For a recent presentation, I used the example of SQUARESTONE GROWTH LLP from the Open Ownership Register to showcase how some South African data on companies is captured from the disclosures in other jurisdictions: https://register.openownership.org/entities/5b175cc59dfc3fae18cfd033

The entity graph on the Register represents the unknown UBOs as two separate unknown persons (see below):

image

Whereas the BODS Visualiser version links back to what looks like one individual although I realise that the label does say "Unknown person(s)"

image

In terms of how easy it is to understand these diagrams, I wanted to record an issue here for us to discuss whether the Cytoscape or BODS Visualiser approach is the best/clearest for users to avoid potential assumptions (which can't be proven by the data) about whether or not it is the same unknown person at the end of the chain here.

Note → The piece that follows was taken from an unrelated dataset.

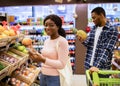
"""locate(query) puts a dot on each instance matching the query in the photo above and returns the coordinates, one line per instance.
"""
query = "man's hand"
(80, 38)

kd-ods commented 2 years ago

@StephenAbbott - that's interesting.

I'm not sure the question should be: which "approach is the best/clearest for users". The data exported from the register links both Old Mutual Limit and Majik Property holdings to the same Unknown person, so my question is: why is the register telling one story visually and another in the data?

kd-ods commented 2 years ago

I take all that back!! In the data, a node is not created for an unknown person, there is simply a hanging edge.

So the question is, as you say @StephenAbbott: which "approach is the best/clearest for users"?

And the answer is certainly: the register approach.

I'll edit the title of this issue to reflect what needs to be done.